Following reports that Arizona’s former state Attorney General Mark Brnovich (R) hid a report proving claims about voter fraud were inaccurate, Arizona Governor Katie Hobbs (D) has urged the State Bar to investigate.
In a letter to the chief counsel of the bar, Hobbs’s general counsel Bo Dul explained that the former state AG’s conduct was “harmful to our democracy, our State, and the legal profession itself.”
The letter, first obtained by The Washington Post, relays how Dul urges the state bar to assess files relating to Brnovich’s conduct and “take appropriate action.”
Dul’s letter follows a report by The Washington Post that exposes how internal documents show that Brnovich had kept private a March 2022 report showing that claims of mistakes and wrongdoing in the 2020 election had no merit.

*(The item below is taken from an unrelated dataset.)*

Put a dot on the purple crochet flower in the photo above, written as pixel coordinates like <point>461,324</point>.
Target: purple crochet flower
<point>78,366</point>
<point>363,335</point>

Brnovich had investigated voting in Maricopa County following the urging of allies of former President Donald Trump, who believed voter fraud in the county was responsible for Trump’s loss.
In an interim report released in April 2022, Brnovich claimed Maricopa county’s voting system was “broke.” Still, the former AG’s report excluded edits by those investigating such claims that would have refuted such assertions.
Eventually, Brnovich compiled an “Election Review Summary” dated September 2022, but the report wasn’t released during his term in office, which ended last month.
The Washington Post also reported that the state bar had revealed it had already received eight complaints relating to Brnovich’s probe into voting in the 2020 election.